A magnitude 7.8 earthquake struck the southern Philippines near Mindanao this morning, shaking the region at 11.37am local time and prompting Pacific authorities to check for any tsunami threat. The quake hit at a depth of 35km, putting it firmly in the category of events that can send waves across the region.
New Zealand’s National Emergency Management Agency and GNS Science were among those assessing whether the philippines earthquake had generated a tsunami that could reach New Zealand. The Pacific Tsunami Warning Center issued a tsunami advisory for the Philippines, Malaysia, Guam, Indonesia, Palau, Yap, Taiwan and Papua New Guinea, widening the scope of concern well beyond the epicentre.
The reason the alerting moved so quickly is that the quake struck at the southern end of the Philippine archipelago, near Mindanao, the country’s second-largest and southernmost island group. In that setting, a strong offshore tremor can affect a wide stretch of coastline, and emergency agencies moved fast enough that the first hours after the quake were spent on modelling and monitoring rather than on any confirmed reports of damage or waves.

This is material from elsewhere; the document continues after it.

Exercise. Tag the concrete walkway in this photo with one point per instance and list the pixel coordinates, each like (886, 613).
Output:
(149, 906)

That uncertainty mattered because the event was strong enough to trigger tsunami assessments, but not strong enough yet to answer the central question: whether it had actually produced a tsunami at all. NEMA said that if a tsunami had been generated in that location, it was not likely to arrive in New Zealand for at least 10 hours, buying time for more data but not removing the need for a watchful response.
NEMA also said its national advisory followed a rapid assessment of preliminary earthquake information and that the situation could change as more information became available. The agency said it would issue an update after completing a further assessment, leaving the next official judgment on the wave risk to later in the day.
The Philippines’ south has been hit hard before. Last year, two large earthquakes struck the region, including a magnitude 6.9 tremor in late September and a magnitude 7.4 quake a week later. That recent history is part of why a new strong quake near Mindanao is being taken seriously across the Pacific, even before the question of a tsunami is settled.
For now, the event has moved from a local earthquake into a regional monitoring exercise. The next update from New Zealand authorities will determine whether the morning’s quake stayed beneath the sea as a powerful shock or added another tsunami scare to a part of the Pacific that has already lived through more than its share of them.